International Education Association of South Africa
- Abbreviation: IEASA
- Formation: 1997
- Type: Education Association
- Headquarters: Block F-4, Hatfield Gardens, 333 Grosvenor Street, Hatfield, Pretoria, 0083
- Location: Pretoria, South Africa;
- Region served: South Africa
- Official language: English
- President: Orla Quinlan
- Website: www.ieasa.studysa.org

= International Education Association of South Africa =

The post-apartheid era provided South African Universities and Technikons the opportunity to further enhance existing international relations, or to establish new relationships, towards promoting education in South Africa in the context of internationalization of higher education.

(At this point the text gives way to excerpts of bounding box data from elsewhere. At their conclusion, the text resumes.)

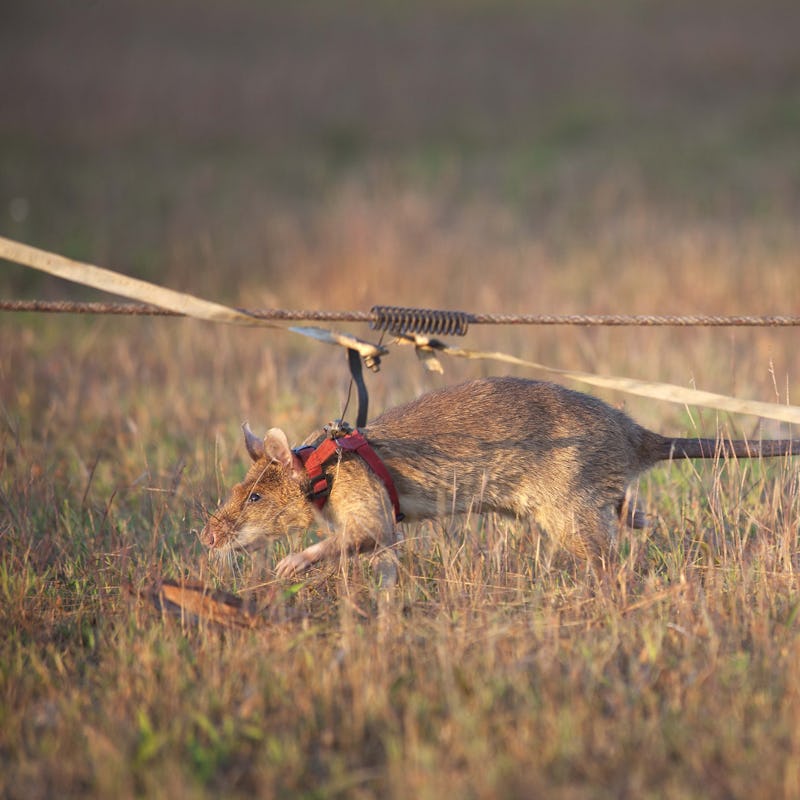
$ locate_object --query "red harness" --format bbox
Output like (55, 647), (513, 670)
(294, 430), (403, 522)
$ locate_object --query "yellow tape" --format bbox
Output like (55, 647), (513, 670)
(0, 237), (800, 424)
(404, 335), (800, 425)
(0, 236), (387, 357)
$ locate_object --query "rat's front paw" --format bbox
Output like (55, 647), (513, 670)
(275, 553), (313, 578)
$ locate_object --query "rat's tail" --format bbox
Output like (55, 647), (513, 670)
(648, 436), (800, 461)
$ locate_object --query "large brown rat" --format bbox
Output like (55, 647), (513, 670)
(201, 378), (800, 575)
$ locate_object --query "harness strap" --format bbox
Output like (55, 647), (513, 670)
(294, 430), (403, 522)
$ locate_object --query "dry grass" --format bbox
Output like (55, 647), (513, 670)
(0, 0), (800, 798)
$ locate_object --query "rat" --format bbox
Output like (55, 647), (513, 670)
(200, 377), (800, 581)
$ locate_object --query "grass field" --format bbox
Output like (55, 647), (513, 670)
(0, 0), (800, 798)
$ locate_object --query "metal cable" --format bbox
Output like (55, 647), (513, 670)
(0, 300), (800, 328)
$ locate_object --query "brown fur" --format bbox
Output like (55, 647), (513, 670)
(201, 378), (800, 575)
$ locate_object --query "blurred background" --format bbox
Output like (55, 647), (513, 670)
(0, 0), (800, 438)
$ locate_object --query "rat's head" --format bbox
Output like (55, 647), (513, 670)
(200, 423), (314, 552)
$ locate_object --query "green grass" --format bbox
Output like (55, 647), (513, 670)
(0, 0), (800, 800)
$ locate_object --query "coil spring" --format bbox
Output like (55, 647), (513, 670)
(369, 306), (469, 336)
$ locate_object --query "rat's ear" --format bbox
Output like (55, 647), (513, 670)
(263, 428), (292, 470)
(242, 422), (264, 461)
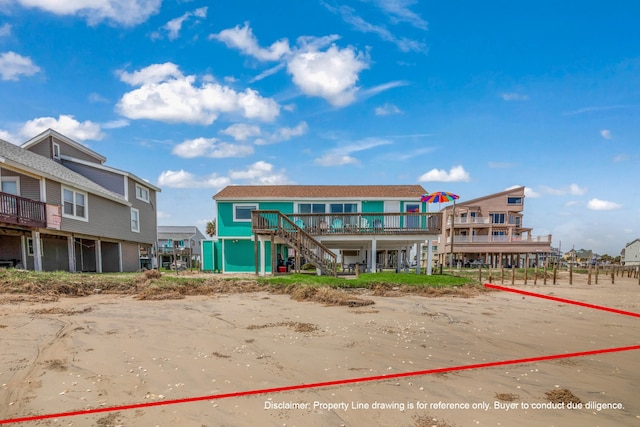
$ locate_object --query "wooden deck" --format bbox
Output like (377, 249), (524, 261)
(287, 212), (442, 236)
(0, 193), (47, 227)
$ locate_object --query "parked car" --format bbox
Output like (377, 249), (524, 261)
(464, 259), (487, 268)
(169, 260), (187, 271)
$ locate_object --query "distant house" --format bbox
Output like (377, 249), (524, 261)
(564, 249), (598, 267)
(158, 225), (206, 268)
(438, 187), (551, 267)
(622, 239), (640, 265)
(213, 185), (441, 274)
(0, 129), (160, 272)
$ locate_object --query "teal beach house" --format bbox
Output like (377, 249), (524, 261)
(213, 185), (442, 275)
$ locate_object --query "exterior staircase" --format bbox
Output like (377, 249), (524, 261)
(251, 210), (338, 277)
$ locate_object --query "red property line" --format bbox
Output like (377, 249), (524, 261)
(484, 283), (640, 317)
(0, 345), (640, 424)
(0, 283), (640, 424)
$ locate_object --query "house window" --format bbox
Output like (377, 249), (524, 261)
(489, 213), (504, 224)
(131, 208), (140, 233)
(507, 197), (522, 205)
(52, 142), (60, 160)
(136, 184), (149, 203)
(298, 203), (327, 213)
(233, 204), (258, 222)
(329, 203), (358, 213)
(2, 176), (20, 196)
(62, 187), (89, 221)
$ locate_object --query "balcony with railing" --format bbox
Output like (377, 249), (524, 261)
(447, 234), (551, 245)
(287, 212), (442, 236)
(0, 192), (47, 227)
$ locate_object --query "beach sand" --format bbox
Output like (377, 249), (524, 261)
(0, 276), (640, 427)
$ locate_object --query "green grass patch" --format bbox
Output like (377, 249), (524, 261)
(258, 273), (477, 288)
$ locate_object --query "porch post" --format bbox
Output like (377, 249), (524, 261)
(118, 242), (122, 273)
(67, 236), (76, 273)
(260, 236), (267, 276)
(369, 237), (378, 273)
(271, 233), (278, 276)
(95, 240), (102, 273)
(427, 240), (433, 276)
(253, 234), (260, 276)
(31, 230), (42, 271)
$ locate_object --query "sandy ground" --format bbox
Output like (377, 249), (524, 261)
(0, 278), (640, 427)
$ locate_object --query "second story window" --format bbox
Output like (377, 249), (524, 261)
(62, 188), (89, 221)
(489, 213), (504, 224)
(136, 184), (149, 202)
(52, 142), (60, 160)
(233, 204), (258, 222)
(507, 197), (522, 205)
(131, 208), (140, 233)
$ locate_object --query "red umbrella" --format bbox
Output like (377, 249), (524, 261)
(420, 191), (460, 267)
(420, 191), (460, 203)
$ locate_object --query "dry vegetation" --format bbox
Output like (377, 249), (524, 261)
(545, 388), (582, 405)
(0, 270), (485, 306)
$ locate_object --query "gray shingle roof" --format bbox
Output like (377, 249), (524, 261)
(213, 185), (426, 200)
(0, 139), (129, 204)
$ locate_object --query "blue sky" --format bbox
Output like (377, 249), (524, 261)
(0, 0), (640, 256)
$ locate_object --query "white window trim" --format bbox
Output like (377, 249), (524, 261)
(232, 203), (260, 222)
(25, 237), (44, 256)
(136, 183), (151, 203)
(130, 208), (140, 233)
(0, 176), (20, 196)
(52, 142), (60, 160)
(294, 200), (362, 215)
(60, 187), (89, 222)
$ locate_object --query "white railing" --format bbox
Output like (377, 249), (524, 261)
(447, 235), (551, 243)
(448, 216), (491, 225)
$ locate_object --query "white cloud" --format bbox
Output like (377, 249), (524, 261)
(375, 103), (402, 116)
(209, 23), (369, 107)
(500, 92), (529, 101)
(101, 119), (129, 129)
(314, 138), (392, 167)
(220, 123), (261, 141)
(587, 199), (622, 211)
(117, 62), (184, 86)
(360, 80), (409, 98)
(88, 92), (110, 104)
(158, 169), (231, 188)
(418, 165), (471, 182)
(158, 211), (171, 219)
(323, 3), (427, 52)
(374, 0), (427, 30)
(255, 121), (309, 145)
(0, 114), (104, 143)
(0, 24), (11, 37)
(541, 184), (587, 196)
(209, 22), (290, 61)
(172, 138), (253, 159)
(152, 6), (208, 40)
(287, 45), (369, 107)
(116, 62), (280, 125)
(505, 185), (540, 199)
(314, 152), (358, 166)
(16, 0), (162, 26)
(600, 129), (612, 139)
(0, 52), (40, 81)
(229, 160), (291, 185)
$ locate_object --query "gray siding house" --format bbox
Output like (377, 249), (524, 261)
(158, 225), (206, 268)
(0, 129), (160, 272)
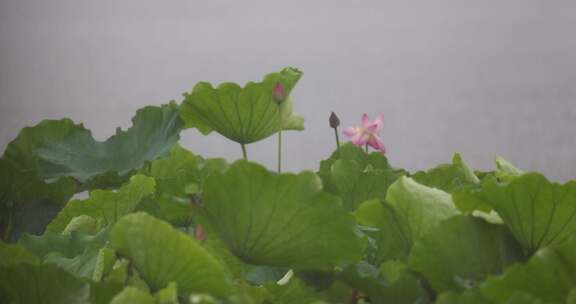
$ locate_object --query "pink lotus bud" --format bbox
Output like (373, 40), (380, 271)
(272, 82), (287, 104)
(328, 112), (340, 129)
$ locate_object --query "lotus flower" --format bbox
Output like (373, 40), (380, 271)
(343, 114), (386, 154)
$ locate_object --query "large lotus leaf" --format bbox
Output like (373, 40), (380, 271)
(0, 264), (90, 304)
(462, 173), (576, 253)
(355, 177), (458, 265)
(384, 177), (458, 244)
(203, 160), (361, 269)
(337, 261), (427, 304)
(331, 160), (402, 210)
(138, 145), (202, 226)
(48, 175), (156, 232)
(181, 68), (304, 144)
(409, 215), (521, 292)
(4, 103), (183, 187)
(18, 230), (108, 259)
(19, 230), (108, 278)
(481, 239), (576, 303)
(318, 142), (405, 195)
(354, 200), (412, 265)
(111, 212), (227, 296)
(0, 159), (76, 241)
(412, 153), (480, 193)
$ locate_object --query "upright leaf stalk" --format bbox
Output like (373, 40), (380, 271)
(272, 83), (288, 173)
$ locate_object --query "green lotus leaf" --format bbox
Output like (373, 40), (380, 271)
(203, 160), (361, 269)
(412, 153), (480, 193)
(0, 241), (40, 267)
(435, 290), (496, 304)
(264, 278), (328, 304)
(48, 175), (156, 232)
(19, 230), (108, 279)
(331, 156), (402, 211)
(0, 159), (76, 241)
(110, 212), (228, 296)
(496, 155), (525, 177)
(337, 261), (427, 304)
(138, 145), (227, 227)
(0, 263), (90, 304)
(4, 103), (183, 188)
(355, 177), (458, 265)
(318, 142), (405, 195)
(181, 68), (304, 144)
(355, 177), (458, 265)
(462, 173), (576, 254)
(481, 239), (576, 303)
(408, 215), (522, 292)
(354, 200), (412, 265)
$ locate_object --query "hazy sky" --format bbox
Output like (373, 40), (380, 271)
(0, 0), (576, 180)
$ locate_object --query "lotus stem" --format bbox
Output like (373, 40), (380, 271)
(240, 144), (248, 160)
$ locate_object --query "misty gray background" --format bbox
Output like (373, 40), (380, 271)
(0, 0), (576, 180)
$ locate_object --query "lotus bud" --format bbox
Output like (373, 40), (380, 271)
(272, 82), (286, 104)
(328, 112), (340, 129)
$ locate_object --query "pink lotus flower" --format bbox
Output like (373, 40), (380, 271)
(344, 114), (386, 154)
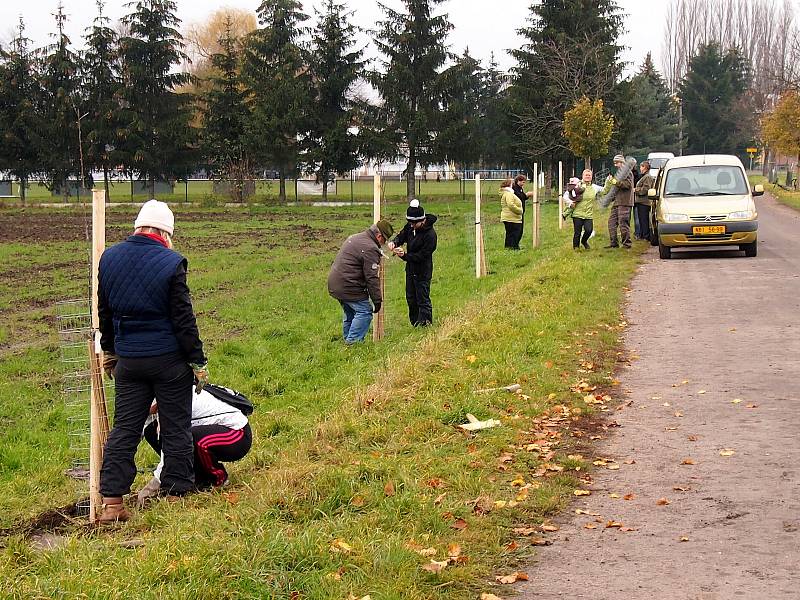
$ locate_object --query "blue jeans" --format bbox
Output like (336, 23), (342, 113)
(339, 300), (372, 344)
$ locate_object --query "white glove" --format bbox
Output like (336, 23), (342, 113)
(136, 476), (161, 508)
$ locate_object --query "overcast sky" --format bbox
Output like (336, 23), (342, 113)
(0, 0), (669, 72)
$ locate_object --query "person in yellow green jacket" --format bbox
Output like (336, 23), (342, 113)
(572, 169), (603, 250)
(500, 179), (522, 250)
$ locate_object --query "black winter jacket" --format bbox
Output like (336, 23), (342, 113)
(394, 215), (438, 281)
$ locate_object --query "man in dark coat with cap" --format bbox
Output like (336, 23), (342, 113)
(389, 200), (437, 327)
(328, 220), (394, 345)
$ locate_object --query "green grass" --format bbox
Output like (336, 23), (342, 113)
(0, 200), (644, 599)
(750, 175), (800, 210)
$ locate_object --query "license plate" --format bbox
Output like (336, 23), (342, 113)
(692, 225), (725, 235)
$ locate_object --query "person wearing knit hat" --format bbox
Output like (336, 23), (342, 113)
(328, 219), (394, 346)
(97, 200), (208, 523)
(389, 199), (438, 327)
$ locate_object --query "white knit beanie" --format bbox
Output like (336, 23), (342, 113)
(133, 200), (175, 235)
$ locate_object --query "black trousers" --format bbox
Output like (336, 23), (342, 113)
(634, 204), (650, 240)
(100, 353), (194, 497)
(406, 271), (433, 327)
(572, 217), (594, 248)
(503, 221), (522, 250)
(144, 423), (253, 489)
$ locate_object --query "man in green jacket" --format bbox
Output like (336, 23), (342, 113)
(601, 154), (633, 248)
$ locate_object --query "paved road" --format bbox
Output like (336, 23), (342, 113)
(515, 197), (800, 600)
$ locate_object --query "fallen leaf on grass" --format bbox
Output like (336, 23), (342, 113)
(447, 543), (461, 560)
(422, 560), (450, 574)
(331, 539), (353, 554)
(494, 571), (528, 585)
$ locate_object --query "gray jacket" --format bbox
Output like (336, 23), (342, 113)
(328, 225), (383, 303)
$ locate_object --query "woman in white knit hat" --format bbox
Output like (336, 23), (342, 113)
(97, 200), (208, 523)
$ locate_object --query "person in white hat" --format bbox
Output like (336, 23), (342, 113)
(97, 200), (208, 523)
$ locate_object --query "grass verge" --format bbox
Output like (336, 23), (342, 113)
(0, 204), (644, 599)
(750, 175), (800, 210)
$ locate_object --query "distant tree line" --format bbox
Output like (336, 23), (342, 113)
(0, 0), (788, 200)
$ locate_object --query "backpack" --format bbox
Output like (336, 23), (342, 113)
(203, 383), (255, 416)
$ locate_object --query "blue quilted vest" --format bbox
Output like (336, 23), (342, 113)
(99, 235), (185, 357)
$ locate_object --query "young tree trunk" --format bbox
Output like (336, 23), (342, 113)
(103, 165), (111, 202)
(278, 167), (286, 204)
(406, 146), (417, 202)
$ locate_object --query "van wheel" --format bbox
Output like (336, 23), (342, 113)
(650, 223), (658, 246)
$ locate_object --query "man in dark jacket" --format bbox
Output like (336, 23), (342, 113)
(328, 220), (394, 345)
(389, 200), (437, 327)
(97, 200), (208, 522)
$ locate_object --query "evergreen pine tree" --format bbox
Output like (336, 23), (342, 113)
(436, 49), (486, 170)
(308, 0), (364, 200)
(511, 0), (622, 164)
(81, 0), (123, 198)
(680, 43), (753, 154)
(0, 17), (44, 204)
(367, 0), (452, 198)
(38, 3), (86, 198)
(203, 16), (254, 202)
(120, 0), (196, 196)
(242, 0), (311, 202)
(617, 52), (678, 155)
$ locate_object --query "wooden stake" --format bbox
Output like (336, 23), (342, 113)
(558, 161), (564, 229)
(86, 190), (109, 523)
(475, 173), (486, 279)
(531, 163), (542, 248)
(372, 173), (389, 342)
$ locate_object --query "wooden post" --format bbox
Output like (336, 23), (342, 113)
(475, 173), (486, 279)
(372, 173), (389, 342)
(86, 189), (109, 523)
(531, 163), (542, 248)
(558, 161), (564, 229)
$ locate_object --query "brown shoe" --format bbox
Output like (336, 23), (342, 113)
(97, 498), (131, 525)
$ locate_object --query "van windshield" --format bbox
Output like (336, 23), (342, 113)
(647, 158), (669, 169)
(664, 165), (748, 196)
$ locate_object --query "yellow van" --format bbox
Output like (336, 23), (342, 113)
(648, 154), (764, 258)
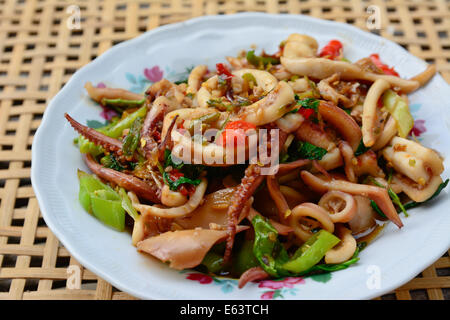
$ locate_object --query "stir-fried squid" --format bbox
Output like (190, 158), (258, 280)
(65, 34), (448, 288)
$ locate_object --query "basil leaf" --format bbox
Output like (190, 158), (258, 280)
(100, 154), (125, 171)
(163, 172), (202, 191)
(246, 50), (280, 69)
(403, 179), (450, 209)
(296, 141), (327, 160)
(86, 120), (108, 129)
(295, 95), (319, 113)
(122, 117), (142, 156)
(370, 200), (387, 218)
(164, 149), (184, 169)
(252, 215), (289, 277)
(355, 139), (370, 157)
(298, 247), (360, 276)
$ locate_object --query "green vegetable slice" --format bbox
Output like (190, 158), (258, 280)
(91, 194), (125, 231)
(233, 240), (259, 274)
(122, 117), (142, 156)
(101, 98), (145, 112)
(283, 230), (341, 273)
(382, 89), (414, 138)
(246, 50), (280, 69)
(103, 106), (147, 139)
(78, 170), (125, 231)
(252, 215), (289, 277)
(403, 179), (450, 209)
(201, 251), (223, 274)
(283, 140), (327, 161)
(119, 188), (139, 221)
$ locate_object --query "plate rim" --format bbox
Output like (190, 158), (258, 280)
(31, 12), (450, 299)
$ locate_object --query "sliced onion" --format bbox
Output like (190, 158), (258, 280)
(319, 190), (356, 223)
(325, 225), (356, 263)
(289, 202), (334, 242)
(133, 178), (208, 218)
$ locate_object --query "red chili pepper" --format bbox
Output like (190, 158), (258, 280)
(298, 108), (314, 120)
(169, 169), (184, 181)
(216, 63), (234, 78)
(369, 53), (400, 77)
(319, 40), (342, 60)
(169, 169), (195, 196)
(216, 120), (256, 146)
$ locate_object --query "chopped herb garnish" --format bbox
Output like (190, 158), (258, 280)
(355, 139), (370, 157)
(163, 172), (202, 191)
(403, 179), (450, 209)
(288, 140), (327, 161)
(206, 99), (233, 111)
(247, 50), (280, 69)
(369, 177), (408, 217)
(295, 95), (319, 112)
(370, 200), (387, 218)
(86, 120), (109, 129)
(174, 66), (194, 84)
(101, 98), (145, 113)
(122, 117), (142, 156)
(100, 154), (125, 171)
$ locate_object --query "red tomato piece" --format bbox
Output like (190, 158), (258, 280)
(298, 108), (314, 120)
(216, 63), (233, 78)
(319, 40), (342, 60)
(216, 120), (256, 146)
(369, 53), (400, 77)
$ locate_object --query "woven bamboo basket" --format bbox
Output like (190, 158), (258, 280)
(0, 0), (450, 300)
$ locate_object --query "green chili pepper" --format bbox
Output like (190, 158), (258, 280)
(119, 188), (139, 221)
(78, 170), (125, 231)
(242, 72), (257, 89)
(382, 89), (414, 138)
(188, 112), (220, 135)
(122, 117), (142, 156)
(246, 50), (280, 69)
(91, 190), (125, 231)
(233, 240), (259, 275)
(369, 177), (409, 217)
(202, 251), (223, 273)
(103, 106), (147, 139)
(76, 135), (103, 157)
(252, 215), (289, 277)
(283, 230), (341, 273)
(102, 98), (145, 112)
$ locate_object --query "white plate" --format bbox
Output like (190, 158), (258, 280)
(31, 13), (450, 299)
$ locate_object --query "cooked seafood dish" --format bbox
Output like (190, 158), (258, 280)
(65, 34), (448, 288)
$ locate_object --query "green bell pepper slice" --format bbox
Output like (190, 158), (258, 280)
(233, 240), (259, 275)
(119, 188), (139, 221)
(283, 230), (341, 273)
(202, 251), (223, 274)
(91, 190), (125, 231)
(101, 98), (145, 112)
(104, 106), (147, 139)
(78, 170), (125, 231)
(252, 215), (289, 277)
(382, 89), (414, 138)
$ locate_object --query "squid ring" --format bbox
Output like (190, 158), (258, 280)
(289, 202), (334, 242)
(325, 225), (356, 263)
(361, 79), (390, 147)
(319, 190), (357, 223)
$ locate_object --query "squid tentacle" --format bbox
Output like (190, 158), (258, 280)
(85, 154), (161, 203)
(223, 164), (264, 263)
(64, 113), (122, 155)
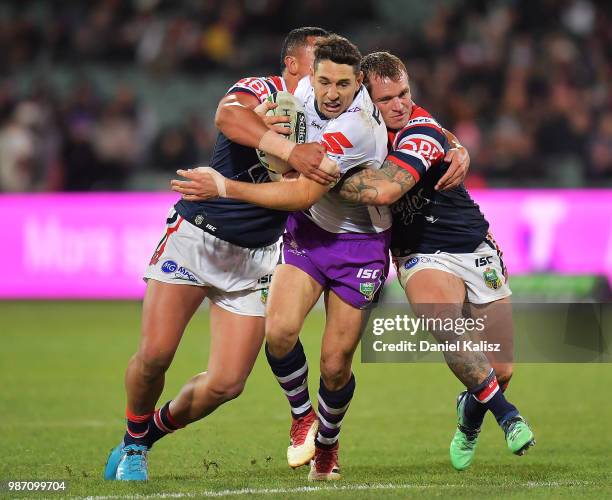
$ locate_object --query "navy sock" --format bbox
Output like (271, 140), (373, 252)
(123, 409), (153, 446)
(463, 370), (519, 429)
(146, 401), (184, 448)
(315, 374), (356, 449)
(266, 339), (312, 418)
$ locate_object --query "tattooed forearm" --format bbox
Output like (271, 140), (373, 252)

In 1992 already, Dr Derek Swemmer (Registrar: University of the Witwatersrand) and Dr Roshen Kishun (Registrar University of Natal) started discussions that focused on areas of mutual concern and interests. One of the key challenges were to set a common agenda for all South African tertiary institutions with a key focus on internationalisation. After a number of meetings between the various stakeholders, the International Education Association of South Africa (IEASA) was officially launched on 29 January 1997.

== International Education Policy ==
The International Education Association of South Africa aims to draft, monitor and/or implement policies that contribute towards international education. To this end, IEASA promotes and maintains cooperative relationships with relevant government and other departments and bodies.

== Publications ==
IEASA annually publishes Study SA, a South African publication that provides an overview of South African Higher Education issues and developments.